Here we are again in The Green Room with the super talented Pegah Ghaemi
Writer, director, producer, entrepreneur….where do you find the time?
I don’t 😄 I must admit as a creative it is the hardest thing. To manage yourself, the million ideas, scripts, films in your head, plus the “realising them” in the real world. I’ve recently launched my own film company as well so the business, my gorgeous dog, family and some close friends are what I get to see most. So what gives is your social life (and even some social skills that are lost along with it!) – my spare time is otherwise spent in the gym. Sad, but true.
In 2004 you graduated from University in Australia…tell us the next steps to working your way up the ladder in such a busy industry?
Graduating from the University of New South Wales in Sydney early 2004 and not knowing a soul in the film industry, the fastest way in was appearing onscreen. Although I’d already built up a vast performing and acting background in Australia, I decided to join an “extra’s agency”. This gave me the opportunity for an almost uninterrupted (and paid!) learning experience. For the next 8 months, almost everyday, I became a “fly on the wall” on big budget, highly professional, film and television productions in Australia. Before that and almost all through my life, I had been involved in theatre, acting, writing and directing. At university I also began acting in short films too.
What advice would you give anyone looking to do the same?
Find your strength first, how can you get in and what exactly do you want to do, how does what you already know help you? And let that be your torch forward. I thought I only wanted to act, and it suddenly shifted in my very early 20’s when I realised I love storytelling.
We know you are very passionate about the work you do! Would you say that you have a particular filmmaking style?
I would say that everything I make has 2 endings, the ending after the ending. Things never really end, so there is always this wondering at the end of my films, I suppose it’s my little replica of life. The “thrill” element and mystery is something I am always fascinated with, the “fantastic” and things being beyond what we consider “reality” are what draw me most, and I guess also what come through my work. Some things look raw and real but are actually uncanny, I’m sure we’ve all seen and felt this before, in and beyond film!
How was the transition for you moving from Australia to living in Iran?
I needed to get myself to a jungle. I needed a place not so clean cut and so that I could learn more about my art in a raw way, less dependent on technology and comfort but more on story, drive and a version of reality I hadn’t known. Iran to me was and is mystical.
What is it you love about independent film?
The independence of 100 different decision makers, the freedom to tell a story close to your heart and let it finding its own audience.

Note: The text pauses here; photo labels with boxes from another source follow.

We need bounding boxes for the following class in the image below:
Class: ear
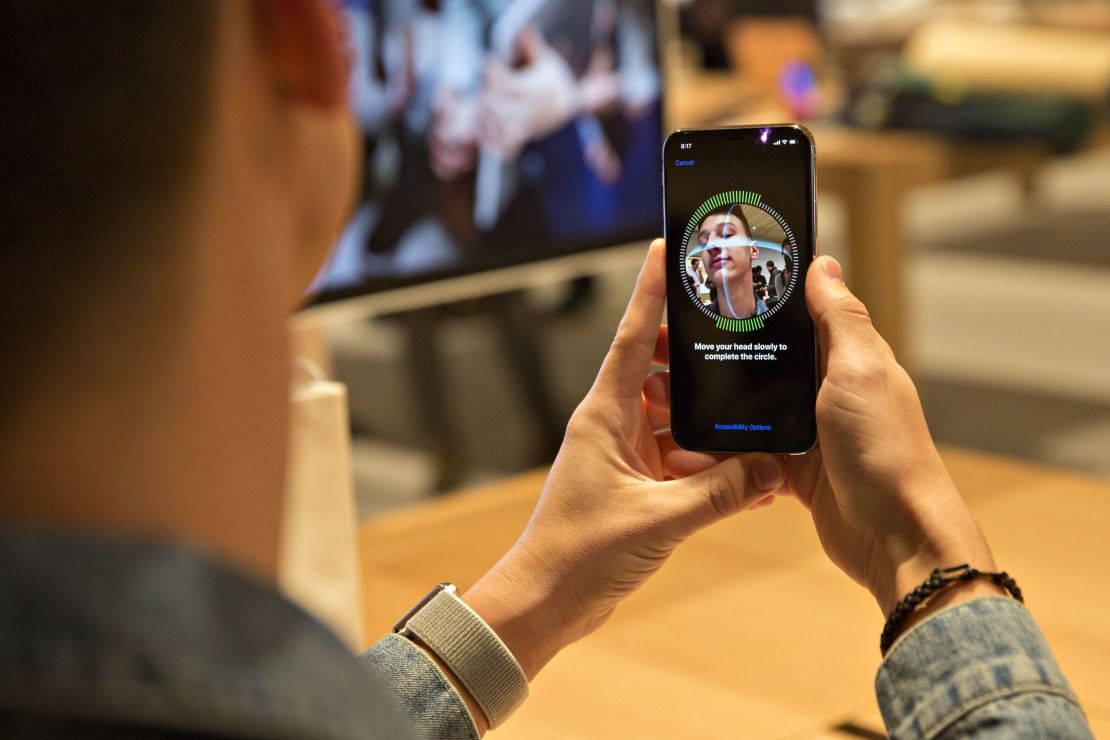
[253,0,350,109]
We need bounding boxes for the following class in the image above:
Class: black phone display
[664,125,817,453]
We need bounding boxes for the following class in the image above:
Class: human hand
[787,257,996,615]
[463,240,785,678]
[480,28,582,159]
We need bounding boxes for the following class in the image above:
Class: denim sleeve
[362,635,478,740]
[875,597,1091,738]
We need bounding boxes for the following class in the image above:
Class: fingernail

I was lucky that a story close to my heart many times over found audiences that can make a difference in the world.
You are the founder of My Film Works, such a great platform for independent creatives. What was the idea behind this and what are the next steps as you continue to grow?
I am the founding film director of My Film Works. The idea came together with my business partner at the time through my experience as a filmmaker, independent, and with many films that had done their festival rounds and had well seated themselves on a shelf somewhere. We thought, there are 1,000,000 other filmmakers like this, why not give their films a home? The next steps are a growth towards and with awesome entities such as yourselves – Fusion Film Festival, that help storytellers around the world stay motivated and continue to thrive and share their inner worlds with us.
Your career so far has taken you to many countries offering a vast variety of experiences, how has this shaped you as a filmmaker and as a person?
Amongst many things, it has taught me that we need to be more open to each other, we need to be open to learn and help and to learn to BE helped. People are much more unified than they think – and the differences we are “taught” to believe in, are meaningless and a lot of it is embedded in language and the culture it carries with it. As a filmmaker, I’ve learned that there are 1 billion ways to tell the same story, and there are a trillion ways to hear/see it. In essence, people will take away from the story you are telling in their own unique way, but hopefully encapsulated by how you want it experienced.
Is it true we can expect to see your work next on Fox & National Geographic?
Yes absolutely and hopefully more! But can’t tell right now!
It sounds like you are really making big and well deserved steps in the industry. We will certainly be keeping a close eye on everything you do. Thanks so much for joining us. You are now free to leave The Green Room.
Thank you so much for having me, and….what if I want to stay in the green room? It’s pretty cool in here!